The complaint was filed earlier this month and argues that the city of Cornwall’s ban on topless women in public pools violates human rights on the basis of gender discrimination. The complaint specified seven hotel chains with public pools that operate in Cornwall, as well as the Calypso water park, owned Louis Massicotte, the CEO of Groupe Calypso Valcartier.

Despite the complaint, Massicotte said he will maintain the policy in his business.

“We work on an experience for our customers, and we think that toplessness should not be involved in this experience,” said Louis Massicotte, the CEO of Groupe Calypso Valcartier, which runs water parks in Ontario and Quebec. “We are an amusement park for kids and families and we want to stay with that mission.”

Massicotte told the Canadian Press he decided to maintain the topless ban after consulting with attorneys in both provinces.

“To us, it’s not a question of sexual perception, the issue for us is to protect the comfort of our customers,” he said.

Cornwall Mayor Leslie O’Shaughnessy, said city officials will discuss the complaint in the near future.
“Our policy states that girls over the age of 10 must wear a top,” O’Shaughnessy explained. “The clause that’s in there is specific to females.”

Going topless has been legal in Ontario since 1996, but Cornwall never changed its laws.

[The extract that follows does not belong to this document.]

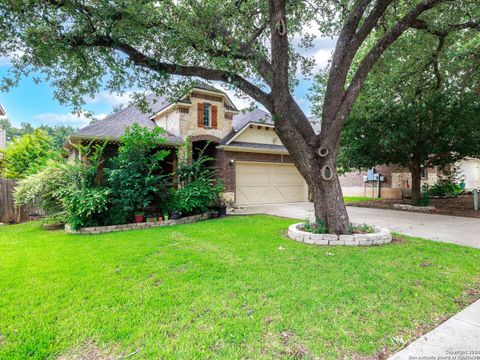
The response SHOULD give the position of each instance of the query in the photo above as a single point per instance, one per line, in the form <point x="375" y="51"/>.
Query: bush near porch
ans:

According to the Toronto Sun, other provinces have implemented similar laws, but the issue has never received the attention of the Canadian Supreme Court, making it a matter of debate whether topless bans are still legal in certain jurisdictions.

“This policy has not been reviewed for a very long time. There is a possibility that it is discriminatory towards women,” O’Shaughnessy said. “So we’re going to wait for the advice from our lawyers on the action that should be taken. If it is shown to be discriminatory, the matter will be to remove it from our policy.”